Em dezembro do ano passado, um grande amigo, médico e fazendeiro, passou por uma situação que vale a pena ser contada para ilustrar como os bancos são ruins na gestão de crédito de seus clientes. Este amigo – vamos chamá-lo Fred – é uma pessoa abastada, com um patrimônio de cerca de R$2,5milhões, a maior parte na forma de terras e gado. Como fazendeiro, Fred consegue obter uma renda média de R$30mil/mês, e como profissional liberal, mais uns R$20mil/mês, incluindo seu salário como médico concursado em um hospital público, que representa R$5mil/mês (ou cerca de 10% de sua renda total de R$50mil/mês).
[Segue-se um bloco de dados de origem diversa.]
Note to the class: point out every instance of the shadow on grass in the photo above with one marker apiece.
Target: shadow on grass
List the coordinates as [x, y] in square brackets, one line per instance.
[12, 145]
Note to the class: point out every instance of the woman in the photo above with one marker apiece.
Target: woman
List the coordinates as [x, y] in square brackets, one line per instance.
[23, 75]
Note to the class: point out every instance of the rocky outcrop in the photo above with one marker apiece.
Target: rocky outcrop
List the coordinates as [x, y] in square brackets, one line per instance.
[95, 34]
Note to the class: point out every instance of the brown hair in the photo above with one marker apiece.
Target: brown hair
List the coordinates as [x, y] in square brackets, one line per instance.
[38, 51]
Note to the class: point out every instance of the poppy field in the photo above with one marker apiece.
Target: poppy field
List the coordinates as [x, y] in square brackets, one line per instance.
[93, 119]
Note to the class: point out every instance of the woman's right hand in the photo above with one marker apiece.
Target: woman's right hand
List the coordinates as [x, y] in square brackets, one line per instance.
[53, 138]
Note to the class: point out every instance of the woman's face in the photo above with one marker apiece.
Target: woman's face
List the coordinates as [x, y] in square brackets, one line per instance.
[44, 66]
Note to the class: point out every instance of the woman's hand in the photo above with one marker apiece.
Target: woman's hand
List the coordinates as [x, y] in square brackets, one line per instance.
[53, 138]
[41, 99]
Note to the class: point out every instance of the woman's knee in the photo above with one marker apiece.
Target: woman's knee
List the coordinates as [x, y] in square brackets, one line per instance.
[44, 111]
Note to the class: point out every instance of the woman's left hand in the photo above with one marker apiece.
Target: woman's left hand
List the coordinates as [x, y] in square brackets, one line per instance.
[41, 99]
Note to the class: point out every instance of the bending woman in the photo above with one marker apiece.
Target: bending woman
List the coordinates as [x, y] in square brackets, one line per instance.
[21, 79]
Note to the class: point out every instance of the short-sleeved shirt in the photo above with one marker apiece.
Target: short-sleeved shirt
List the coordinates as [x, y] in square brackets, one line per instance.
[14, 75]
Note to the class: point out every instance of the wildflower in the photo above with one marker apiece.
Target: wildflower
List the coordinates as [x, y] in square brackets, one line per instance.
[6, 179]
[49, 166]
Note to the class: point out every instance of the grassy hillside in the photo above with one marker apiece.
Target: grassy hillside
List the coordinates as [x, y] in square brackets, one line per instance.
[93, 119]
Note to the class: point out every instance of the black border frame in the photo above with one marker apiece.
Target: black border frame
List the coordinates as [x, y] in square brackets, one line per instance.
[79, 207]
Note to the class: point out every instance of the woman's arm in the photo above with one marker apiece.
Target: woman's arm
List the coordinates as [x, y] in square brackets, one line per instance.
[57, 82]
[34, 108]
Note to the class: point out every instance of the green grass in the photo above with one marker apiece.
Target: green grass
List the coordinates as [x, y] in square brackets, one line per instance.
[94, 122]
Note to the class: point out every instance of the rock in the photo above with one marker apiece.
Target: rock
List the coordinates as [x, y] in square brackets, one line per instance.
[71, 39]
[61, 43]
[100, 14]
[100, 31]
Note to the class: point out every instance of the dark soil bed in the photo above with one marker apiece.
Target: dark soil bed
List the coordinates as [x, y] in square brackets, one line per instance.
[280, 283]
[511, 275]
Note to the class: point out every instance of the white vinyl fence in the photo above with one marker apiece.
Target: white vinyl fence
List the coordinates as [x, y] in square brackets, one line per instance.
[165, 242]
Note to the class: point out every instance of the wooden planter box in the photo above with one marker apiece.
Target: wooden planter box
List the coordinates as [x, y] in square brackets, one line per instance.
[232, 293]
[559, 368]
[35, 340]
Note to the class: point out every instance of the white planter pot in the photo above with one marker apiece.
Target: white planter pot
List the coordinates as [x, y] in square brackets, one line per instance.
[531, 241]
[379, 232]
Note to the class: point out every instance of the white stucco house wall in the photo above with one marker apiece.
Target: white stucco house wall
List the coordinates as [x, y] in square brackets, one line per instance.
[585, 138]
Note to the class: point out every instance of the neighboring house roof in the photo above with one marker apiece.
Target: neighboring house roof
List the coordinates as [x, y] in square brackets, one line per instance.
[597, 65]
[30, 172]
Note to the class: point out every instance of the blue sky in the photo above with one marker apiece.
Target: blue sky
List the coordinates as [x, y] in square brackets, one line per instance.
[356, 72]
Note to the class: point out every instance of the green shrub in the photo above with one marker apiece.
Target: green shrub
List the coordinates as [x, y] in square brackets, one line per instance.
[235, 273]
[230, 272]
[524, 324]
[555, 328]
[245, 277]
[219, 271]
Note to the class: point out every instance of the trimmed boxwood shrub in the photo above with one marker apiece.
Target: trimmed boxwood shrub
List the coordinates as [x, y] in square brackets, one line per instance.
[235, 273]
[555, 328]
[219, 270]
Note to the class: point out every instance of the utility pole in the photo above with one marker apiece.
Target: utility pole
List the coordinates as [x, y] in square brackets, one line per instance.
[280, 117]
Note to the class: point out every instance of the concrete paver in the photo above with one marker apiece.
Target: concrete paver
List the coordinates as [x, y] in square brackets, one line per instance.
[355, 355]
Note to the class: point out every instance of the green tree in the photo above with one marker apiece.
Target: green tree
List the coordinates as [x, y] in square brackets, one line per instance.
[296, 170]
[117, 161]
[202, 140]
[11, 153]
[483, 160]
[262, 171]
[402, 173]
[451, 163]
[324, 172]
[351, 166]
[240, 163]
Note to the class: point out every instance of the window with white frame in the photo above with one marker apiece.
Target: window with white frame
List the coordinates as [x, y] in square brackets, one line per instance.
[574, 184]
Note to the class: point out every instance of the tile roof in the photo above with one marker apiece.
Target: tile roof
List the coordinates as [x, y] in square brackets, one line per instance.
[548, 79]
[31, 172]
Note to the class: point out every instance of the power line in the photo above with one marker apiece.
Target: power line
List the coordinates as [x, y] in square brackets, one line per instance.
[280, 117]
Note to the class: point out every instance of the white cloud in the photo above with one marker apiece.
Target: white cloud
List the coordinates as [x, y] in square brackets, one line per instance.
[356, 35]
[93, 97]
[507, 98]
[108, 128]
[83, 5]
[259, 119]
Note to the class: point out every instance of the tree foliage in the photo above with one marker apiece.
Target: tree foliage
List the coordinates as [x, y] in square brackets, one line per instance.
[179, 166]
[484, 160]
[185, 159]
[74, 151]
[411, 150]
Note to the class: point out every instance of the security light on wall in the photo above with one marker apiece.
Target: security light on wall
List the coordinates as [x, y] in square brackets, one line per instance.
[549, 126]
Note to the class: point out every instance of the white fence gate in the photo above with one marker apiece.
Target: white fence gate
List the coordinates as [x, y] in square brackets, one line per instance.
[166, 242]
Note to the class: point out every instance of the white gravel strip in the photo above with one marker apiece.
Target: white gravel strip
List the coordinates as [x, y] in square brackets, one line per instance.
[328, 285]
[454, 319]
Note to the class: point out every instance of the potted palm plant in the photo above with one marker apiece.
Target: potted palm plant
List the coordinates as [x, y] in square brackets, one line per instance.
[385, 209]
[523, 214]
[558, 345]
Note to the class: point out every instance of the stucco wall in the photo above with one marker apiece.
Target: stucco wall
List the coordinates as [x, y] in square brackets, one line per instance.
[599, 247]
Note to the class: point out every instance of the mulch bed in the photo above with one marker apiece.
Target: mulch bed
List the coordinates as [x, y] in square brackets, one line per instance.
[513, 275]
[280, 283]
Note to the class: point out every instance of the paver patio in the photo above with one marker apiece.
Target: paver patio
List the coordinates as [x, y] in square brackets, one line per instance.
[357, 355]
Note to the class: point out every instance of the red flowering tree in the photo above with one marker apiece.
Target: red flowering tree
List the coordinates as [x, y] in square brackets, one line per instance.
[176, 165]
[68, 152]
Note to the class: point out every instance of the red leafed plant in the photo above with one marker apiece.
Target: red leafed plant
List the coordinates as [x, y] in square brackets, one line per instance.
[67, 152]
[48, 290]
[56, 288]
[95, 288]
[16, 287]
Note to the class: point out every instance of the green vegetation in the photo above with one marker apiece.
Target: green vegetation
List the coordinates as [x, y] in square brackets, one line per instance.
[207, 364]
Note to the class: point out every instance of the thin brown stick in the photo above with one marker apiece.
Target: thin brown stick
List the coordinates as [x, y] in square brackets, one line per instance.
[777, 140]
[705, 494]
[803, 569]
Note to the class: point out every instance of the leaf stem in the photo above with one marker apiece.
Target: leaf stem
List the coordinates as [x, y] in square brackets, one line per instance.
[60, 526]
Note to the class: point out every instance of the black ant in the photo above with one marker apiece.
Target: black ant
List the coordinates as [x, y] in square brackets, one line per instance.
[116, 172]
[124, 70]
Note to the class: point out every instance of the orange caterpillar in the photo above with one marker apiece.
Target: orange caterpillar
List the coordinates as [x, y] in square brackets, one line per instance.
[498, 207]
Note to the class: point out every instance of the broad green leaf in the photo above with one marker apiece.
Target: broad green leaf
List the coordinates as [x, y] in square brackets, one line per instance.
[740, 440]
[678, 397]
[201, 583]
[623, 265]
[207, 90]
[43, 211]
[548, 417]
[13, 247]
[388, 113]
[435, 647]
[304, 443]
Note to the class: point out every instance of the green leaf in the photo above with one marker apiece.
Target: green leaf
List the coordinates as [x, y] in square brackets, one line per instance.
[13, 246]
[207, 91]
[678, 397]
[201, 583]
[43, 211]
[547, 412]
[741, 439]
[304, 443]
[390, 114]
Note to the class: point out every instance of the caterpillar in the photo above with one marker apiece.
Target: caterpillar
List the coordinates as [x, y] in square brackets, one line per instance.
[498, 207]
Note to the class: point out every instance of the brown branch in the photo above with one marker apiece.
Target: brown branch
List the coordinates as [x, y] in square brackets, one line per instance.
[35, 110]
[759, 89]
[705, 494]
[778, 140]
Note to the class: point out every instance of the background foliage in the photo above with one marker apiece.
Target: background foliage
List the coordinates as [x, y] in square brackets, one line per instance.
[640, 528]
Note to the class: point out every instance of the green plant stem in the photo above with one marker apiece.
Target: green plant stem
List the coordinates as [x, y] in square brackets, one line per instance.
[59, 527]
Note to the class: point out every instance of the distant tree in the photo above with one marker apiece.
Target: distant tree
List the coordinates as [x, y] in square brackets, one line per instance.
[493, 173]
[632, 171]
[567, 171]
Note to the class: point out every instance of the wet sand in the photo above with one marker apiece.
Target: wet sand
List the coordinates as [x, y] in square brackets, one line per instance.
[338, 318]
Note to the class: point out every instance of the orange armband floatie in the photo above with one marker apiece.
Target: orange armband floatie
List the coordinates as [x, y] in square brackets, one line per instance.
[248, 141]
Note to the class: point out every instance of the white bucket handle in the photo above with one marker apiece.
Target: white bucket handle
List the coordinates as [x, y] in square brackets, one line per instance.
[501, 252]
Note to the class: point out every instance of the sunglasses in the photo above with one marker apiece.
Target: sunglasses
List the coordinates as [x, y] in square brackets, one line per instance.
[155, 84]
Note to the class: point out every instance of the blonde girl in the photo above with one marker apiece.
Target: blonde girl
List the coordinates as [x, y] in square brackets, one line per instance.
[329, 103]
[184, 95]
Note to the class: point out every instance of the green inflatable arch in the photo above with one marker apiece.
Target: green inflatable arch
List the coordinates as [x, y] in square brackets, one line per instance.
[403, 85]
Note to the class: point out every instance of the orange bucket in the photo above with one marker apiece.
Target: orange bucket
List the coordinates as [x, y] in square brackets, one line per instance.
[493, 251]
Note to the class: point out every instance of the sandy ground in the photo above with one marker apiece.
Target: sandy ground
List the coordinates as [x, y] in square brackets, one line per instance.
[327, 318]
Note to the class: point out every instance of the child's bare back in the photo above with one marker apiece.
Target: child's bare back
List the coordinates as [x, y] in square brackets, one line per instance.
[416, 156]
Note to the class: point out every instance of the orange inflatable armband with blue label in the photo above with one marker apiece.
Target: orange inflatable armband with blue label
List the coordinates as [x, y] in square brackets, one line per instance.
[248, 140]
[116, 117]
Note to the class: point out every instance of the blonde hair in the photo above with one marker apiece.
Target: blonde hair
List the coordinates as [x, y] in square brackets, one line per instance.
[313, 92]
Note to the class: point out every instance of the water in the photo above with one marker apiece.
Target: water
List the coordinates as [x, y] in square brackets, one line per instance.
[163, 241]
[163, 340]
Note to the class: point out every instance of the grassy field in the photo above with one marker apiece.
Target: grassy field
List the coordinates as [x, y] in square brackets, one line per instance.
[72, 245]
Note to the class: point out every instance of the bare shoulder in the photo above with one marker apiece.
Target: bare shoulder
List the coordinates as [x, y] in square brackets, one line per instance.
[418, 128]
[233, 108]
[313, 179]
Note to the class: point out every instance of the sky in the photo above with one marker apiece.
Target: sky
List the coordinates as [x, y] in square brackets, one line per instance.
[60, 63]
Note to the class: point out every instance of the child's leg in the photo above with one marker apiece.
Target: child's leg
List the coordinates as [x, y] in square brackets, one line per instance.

Toda essa renda é comprovada por documentos e declarada para o Imposto de Renda, e o Fred é atendido pelo segmento VIP de um grande banco brasileiro, onde tem conta há mais de 20 anos.

Logo após a redução de IPI dos automóveis, uma concessionária fez uma oferta tentadora ao Fred: vender uma Mercedes zero km com um desconto extraordinário, desde que o pagamento fosse à vista. Naquele momento, o Fred não tinha disponível todo o dinheiro para comprar a Mercedes, ficaria faltando uns R$25mil, que ele não queria financiar porque esses recursos ficariam disponíveis em pouco tempo, seja pela venda de seu carro antigo, seja pela renda de sua fazenda. Assim, Fred ligou para o gerente de sua conta para cotar um empréstimo de R$25mil (cerca de 50% de sua renda mensal ou 1% de seu patrimônio) por um máximo de 90 dias. Era início de dezembro, e a crise econômica estava nas manchetes dos jornais, mas o valor do empréstimo em comparação ao cadastro do Fred não foi complicado de ser aprovado; o complicado mesmo foi a taxa oferecida: 7,5%a.m. O mais incrível foi que o mesmo empréstimo, se fosse feito sob a modalidade de crédito consignado (que ele tinha direito por ser funcionário público) cairia para 1,5%a.m. Ou seja: o mesmo banco, emprestando o mesmo valor, pelo mesmo prazo, para a mesma pessoa, cobrava juros 5 vezes menores se a garantia fosse dada pelo Estado, sendo que a garantia pessoal do Fred era muito superior à necessária. O Fred preferiu liquidar algumas cabeças de gado a ficar longe do banco.